In my own journey in the church and in church leadership I've discovered my definitions about the nature of the church are vitally important. Why? Because if I start with the wrong definition, I move to the wrong destination. If I think Jesus defines success in the same way I'm prone to define it - it leads to the whole set of problematic issues we've discussed in recent posts. This same reality plays itself out with our definitions of church, ministry, leadership. evangelism, spiritual formation, etc.  When our definitions of these things differ from Jesus' we run into some serious dangers. For one, we might find ourselves being wildly successful at what Jesus actually doesn't value all that much. Think about that. It's possible to be insanely successful at things other church people think are very cool, but Jesus thinks is a complete waste of energy and time. On the other hand, we might find ourselves being faithful to what Jesus thinks actually matters, but because we're not meeting the nickles and noses metrics of  "success" we become disheartened and leave the ministry or leave the church because we're not "effective enough" or "successful enough for Jesus." This is tragic and sobering. And yet, it very much describes the landscape of our North American church. Our wrong definitions have led us into some very unhealthy destinations.

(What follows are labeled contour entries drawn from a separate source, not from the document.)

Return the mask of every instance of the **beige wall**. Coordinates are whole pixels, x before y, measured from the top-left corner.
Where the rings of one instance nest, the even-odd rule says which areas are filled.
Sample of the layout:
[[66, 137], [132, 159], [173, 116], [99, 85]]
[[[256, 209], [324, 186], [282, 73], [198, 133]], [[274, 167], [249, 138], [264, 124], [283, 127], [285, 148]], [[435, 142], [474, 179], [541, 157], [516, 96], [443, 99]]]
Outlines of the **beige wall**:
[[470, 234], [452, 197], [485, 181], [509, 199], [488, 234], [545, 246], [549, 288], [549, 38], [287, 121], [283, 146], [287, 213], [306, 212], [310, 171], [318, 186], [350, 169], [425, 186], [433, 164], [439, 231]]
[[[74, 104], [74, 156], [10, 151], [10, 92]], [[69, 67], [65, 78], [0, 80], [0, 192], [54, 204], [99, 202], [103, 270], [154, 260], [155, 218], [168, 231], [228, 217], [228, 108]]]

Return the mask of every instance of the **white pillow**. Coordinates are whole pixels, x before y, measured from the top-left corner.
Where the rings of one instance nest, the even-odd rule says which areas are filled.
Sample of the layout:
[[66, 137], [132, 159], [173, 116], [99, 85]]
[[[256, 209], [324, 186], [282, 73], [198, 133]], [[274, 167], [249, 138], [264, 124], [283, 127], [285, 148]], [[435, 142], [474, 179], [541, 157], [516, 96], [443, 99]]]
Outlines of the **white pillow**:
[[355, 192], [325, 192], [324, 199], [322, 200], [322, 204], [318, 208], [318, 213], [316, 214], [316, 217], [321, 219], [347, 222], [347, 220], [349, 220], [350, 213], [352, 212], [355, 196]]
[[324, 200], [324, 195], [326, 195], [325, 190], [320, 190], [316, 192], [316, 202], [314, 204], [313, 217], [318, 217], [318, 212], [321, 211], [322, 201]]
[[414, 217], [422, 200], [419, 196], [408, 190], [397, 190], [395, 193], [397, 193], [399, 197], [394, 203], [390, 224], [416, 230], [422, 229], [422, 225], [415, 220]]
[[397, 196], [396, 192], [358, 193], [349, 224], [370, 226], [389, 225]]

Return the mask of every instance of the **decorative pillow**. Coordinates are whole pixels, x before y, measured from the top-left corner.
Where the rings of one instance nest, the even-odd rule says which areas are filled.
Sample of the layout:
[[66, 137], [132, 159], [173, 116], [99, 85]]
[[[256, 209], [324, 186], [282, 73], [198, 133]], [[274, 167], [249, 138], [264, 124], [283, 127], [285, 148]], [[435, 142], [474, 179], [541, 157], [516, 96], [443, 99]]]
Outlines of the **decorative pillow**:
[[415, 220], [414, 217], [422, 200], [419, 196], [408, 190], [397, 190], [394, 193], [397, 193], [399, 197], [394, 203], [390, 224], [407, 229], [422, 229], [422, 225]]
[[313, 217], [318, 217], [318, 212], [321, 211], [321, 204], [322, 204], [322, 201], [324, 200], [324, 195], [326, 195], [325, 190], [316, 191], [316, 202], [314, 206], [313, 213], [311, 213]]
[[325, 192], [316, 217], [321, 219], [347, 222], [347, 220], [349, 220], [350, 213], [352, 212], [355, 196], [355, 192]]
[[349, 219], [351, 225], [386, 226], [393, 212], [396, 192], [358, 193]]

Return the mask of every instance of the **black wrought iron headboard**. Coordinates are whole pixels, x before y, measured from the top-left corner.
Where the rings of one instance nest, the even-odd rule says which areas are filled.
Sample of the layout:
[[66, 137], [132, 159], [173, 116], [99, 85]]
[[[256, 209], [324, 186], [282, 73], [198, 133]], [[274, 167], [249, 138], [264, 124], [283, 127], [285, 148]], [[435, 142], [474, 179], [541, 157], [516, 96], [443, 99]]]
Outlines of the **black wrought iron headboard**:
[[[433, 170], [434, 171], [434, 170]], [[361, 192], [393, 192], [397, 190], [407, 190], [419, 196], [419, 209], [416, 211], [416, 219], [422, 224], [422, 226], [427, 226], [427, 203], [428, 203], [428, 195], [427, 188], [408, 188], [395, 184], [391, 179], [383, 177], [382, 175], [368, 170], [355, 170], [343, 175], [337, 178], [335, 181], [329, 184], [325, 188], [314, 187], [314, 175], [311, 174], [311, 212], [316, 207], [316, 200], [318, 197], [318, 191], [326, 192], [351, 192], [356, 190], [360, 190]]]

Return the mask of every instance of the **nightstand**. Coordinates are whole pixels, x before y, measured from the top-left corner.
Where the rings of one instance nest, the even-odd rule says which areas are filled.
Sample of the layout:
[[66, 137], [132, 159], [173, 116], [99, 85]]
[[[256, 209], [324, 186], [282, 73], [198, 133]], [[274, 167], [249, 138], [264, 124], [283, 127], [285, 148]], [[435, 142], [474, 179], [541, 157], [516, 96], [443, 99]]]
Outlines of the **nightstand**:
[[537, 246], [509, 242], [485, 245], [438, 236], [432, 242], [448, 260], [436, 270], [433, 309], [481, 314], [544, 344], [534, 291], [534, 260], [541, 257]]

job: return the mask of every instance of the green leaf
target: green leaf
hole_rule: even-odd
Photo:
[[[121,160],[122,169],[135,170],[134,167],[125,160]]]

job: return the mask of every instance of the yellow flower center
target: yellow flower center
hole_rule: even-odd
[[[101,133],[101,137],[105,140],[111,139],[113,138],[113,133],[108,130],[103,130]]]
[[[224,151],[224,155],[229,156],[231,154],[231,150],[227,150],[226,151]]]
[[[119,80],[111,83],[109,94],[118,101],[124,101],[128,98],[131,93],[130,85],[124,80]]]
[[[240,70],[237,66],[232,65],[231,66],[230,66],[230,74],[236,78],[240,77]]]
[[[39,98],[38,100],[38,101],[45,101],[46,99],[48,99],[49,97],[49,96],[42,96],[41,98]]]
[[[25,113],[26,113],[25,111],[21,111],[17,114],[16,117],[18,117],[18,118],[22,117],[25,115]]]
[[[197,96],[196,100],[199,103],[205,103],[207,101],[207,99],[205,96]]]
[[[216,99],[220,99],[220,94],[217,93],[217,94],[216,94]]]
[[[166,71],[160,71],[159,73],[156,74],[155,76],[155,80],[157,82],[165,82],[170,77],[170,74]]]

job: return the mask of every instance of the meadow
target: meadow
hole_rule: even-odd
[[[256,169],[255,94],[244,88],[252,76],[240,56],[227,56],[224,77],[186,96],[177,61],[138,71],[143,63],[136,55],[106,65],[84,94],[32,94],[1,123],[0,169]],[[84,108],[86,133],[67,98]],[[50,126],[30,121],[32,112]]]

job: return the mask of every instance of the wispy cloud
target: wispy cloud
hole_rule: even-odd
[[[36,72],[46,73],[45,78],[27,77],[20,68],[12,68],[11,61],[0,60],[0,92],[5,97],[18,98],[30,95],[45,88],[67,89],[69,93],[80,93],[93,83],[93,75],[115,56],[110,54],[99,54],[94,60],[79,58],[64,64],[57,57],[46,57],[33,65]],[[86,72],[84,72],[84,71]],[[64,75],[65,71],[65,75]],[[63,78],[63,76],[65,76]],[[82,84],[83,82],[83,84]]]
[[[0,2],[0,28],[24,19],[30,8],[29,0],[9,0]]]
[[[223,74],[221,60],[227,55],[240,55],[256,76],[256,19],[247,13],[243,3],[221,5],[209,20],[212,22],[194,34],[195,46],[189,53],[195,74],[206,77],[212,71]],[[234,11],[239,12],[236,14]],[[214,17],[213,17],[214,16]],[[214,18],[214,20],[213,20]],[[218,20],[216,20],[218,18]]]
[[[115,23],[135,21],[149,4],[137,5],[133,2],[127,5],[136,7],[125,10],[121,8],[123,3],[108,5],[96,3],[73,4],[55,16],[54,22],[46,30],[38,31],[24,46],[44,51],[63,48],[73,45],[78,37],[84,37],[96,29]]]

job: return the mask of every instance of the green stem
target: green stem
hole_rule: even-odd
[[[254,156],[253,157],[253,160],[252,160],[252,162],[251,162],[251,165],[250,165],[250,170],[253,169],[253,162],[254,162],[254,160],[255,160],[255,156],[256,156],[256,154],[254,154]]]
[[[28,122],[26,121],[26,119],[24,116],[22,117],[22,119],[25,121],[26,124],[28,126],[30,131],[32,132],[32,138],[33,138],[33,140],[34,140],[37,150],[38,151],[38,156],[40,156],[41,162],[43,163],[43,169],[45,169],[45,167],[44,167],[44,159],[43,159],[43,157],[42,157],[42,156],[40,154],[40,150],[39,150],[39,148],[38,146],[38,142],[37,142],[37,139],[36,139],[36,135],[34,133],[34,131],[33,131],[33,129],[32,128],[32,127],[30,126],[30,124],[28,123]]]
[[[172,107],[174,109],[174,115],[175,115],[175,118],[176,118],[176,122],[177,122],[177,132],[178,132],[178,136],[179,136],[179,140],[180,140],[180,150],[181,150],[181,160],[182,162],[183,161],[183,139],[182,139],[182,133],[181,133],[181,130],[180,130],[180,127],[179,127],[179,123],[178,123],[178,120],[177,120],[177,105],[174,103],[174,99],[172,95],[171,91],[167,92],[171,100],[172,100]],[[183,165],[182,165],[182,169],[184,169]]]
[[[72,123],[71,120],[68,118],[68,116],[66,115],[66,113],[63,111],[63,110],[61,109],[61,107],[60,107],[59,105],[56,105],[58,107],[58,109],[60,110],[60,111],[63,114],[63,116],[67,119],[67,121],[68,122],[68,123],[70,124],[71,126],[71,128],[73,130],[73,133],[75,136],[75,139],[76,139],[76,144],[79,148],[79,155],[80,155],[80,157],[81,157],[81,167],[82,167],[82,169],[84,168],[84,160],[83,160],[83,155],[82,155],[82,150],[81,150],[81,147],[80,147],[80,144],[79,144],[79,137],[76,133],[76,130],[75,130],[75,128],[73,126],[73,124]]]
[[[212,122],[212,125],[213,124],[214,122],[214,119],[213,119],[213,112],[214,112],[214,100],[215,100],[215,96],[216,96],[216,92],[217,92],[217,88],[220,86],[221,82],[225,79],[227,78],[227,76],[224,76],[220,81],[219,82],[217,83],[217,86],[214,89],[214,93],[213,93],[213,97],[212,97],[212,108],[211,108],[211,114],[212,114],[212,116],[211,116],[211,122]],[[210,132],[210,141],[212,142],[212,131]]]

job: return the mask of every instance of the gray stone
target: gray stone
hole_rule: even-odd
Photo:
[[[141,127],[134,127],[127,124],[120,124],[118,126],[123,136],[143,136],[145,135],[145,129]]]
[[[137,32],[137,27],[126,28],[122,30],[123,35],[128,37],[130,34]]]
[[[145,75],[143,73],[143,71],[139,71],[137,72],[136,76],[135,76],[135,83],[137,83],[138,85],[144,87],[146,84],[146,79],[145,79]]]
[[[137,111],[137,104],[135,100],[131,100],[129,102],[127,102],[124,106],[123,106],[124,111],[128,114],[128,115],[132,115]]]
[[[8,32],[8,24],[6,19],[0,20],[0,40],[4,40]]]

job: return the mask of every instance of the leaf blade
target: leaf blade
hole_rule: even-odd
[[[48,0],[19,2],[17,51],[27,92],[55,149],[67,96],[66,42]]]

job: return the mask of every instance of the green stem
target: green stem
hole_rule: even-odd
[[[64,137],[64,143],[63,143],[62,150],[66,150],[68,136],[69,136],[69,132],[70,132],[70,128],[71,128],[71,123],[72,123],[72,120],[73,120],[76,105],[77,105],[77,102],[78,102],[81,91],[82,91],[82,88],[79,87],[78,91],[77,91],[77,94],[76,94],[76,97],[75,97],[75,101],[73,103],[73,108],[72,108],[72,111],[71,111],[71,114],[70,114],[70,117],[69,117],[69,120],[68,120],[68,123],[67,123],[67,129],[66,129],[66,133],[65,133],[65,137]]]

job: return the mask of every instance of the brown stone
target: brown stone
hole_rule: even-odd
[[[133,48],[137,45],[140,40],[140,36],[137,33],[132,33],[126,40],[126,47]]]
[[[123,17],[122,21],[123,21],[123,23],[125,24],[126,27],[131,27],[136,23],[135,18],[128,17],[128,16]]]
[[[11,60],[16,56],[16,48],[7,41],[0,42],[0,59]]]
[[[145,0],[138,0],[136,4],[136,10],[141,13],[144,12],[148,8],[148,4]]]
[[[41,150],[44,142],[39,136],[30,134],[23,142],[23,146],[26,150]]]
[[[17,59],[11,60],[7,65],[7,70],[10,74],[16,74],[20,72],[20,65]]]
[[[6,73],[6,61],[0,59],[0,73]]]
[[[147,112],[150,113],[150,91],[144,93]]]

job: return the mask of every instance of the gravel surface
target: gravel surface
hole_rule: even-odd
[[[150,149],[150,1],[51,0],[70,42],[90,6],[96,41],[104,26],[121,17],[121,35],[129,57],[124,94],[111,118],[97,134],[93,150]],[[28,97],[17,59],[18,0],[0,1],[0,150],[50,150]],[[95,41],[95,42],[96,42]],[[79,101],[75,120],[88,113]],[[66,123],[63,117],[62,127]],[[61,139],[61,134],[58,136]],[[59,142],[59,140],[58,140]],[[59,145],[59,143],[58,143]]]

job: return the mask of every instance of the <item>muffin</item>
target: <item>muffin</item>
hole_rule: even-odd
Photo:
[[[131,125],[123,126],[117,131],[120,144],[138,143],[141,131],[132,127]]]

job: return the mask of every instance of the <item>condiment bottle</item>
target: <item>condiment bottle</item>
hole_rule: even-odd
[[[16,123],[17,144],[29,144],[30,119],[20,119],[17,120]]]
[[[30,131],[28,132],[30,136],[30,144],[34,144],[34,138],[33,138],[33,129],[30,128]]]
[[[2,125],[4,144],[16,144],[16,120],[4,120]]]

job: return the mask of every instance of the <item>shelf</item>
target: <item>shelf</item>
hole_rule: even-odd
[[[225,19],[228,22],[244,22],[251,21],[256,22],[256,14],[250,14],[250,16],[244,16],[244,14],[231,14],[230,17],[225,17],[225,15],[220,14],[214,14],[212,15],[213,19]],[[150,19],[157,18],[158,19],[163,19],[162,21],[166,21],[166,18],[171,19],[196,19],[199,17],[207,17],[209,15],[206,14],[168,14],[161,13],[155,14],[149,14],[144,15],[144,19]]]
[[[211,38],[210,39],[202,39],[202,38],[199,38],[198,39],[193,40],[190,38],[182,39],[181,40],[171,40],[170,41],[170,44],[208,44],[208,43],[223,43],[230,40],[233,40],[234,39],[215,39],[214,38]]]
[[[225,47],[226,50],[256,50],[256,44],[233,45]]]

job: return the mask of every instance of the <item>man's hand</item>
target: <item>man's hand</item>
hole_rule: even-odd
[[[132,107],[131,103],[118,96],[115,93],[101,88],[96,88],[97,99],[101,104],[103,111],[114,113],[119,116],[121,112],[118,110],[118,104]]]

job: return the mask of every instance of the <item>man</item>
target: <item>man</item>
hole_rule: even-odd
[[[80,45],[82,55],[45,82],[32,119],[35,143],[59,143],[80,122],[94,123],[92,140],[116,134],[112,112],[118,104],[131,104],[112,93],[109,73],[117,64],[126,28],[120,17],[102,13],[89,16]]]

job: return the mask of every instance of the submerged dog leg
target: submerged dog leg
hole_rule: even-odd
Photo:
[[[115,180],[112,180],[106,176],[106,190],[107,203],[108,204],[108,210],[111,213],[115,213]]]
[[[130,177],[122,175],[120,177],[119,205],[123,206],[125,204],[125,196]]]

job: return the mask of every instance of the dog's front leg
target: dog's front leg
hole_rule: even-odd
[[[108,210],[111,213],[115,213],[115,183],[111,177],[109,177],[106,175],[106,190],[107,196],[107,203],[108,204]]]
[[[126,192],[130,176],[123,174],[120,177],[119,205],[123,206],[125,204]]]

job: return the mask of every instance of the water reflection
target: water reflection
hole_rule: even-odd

So what do we do? If we are in any way participating in a local church body, we need to be a part of the solution in two simple ways:

  1. Re-examine - Do what you can to foster discussion about how your church defines the nature of its life, and participate in bringing your definitions of church, and success into congruence with Christ.
  2. Re-engineer - Help your church dream it up all over again. Think through how you would "do church" as guided by Christ's ideas of "doing church."

I know this entire discussion is incredibly threatening, but it's time for the American church to move toward the destination Christ intends for us. What are you thoughts and ideas?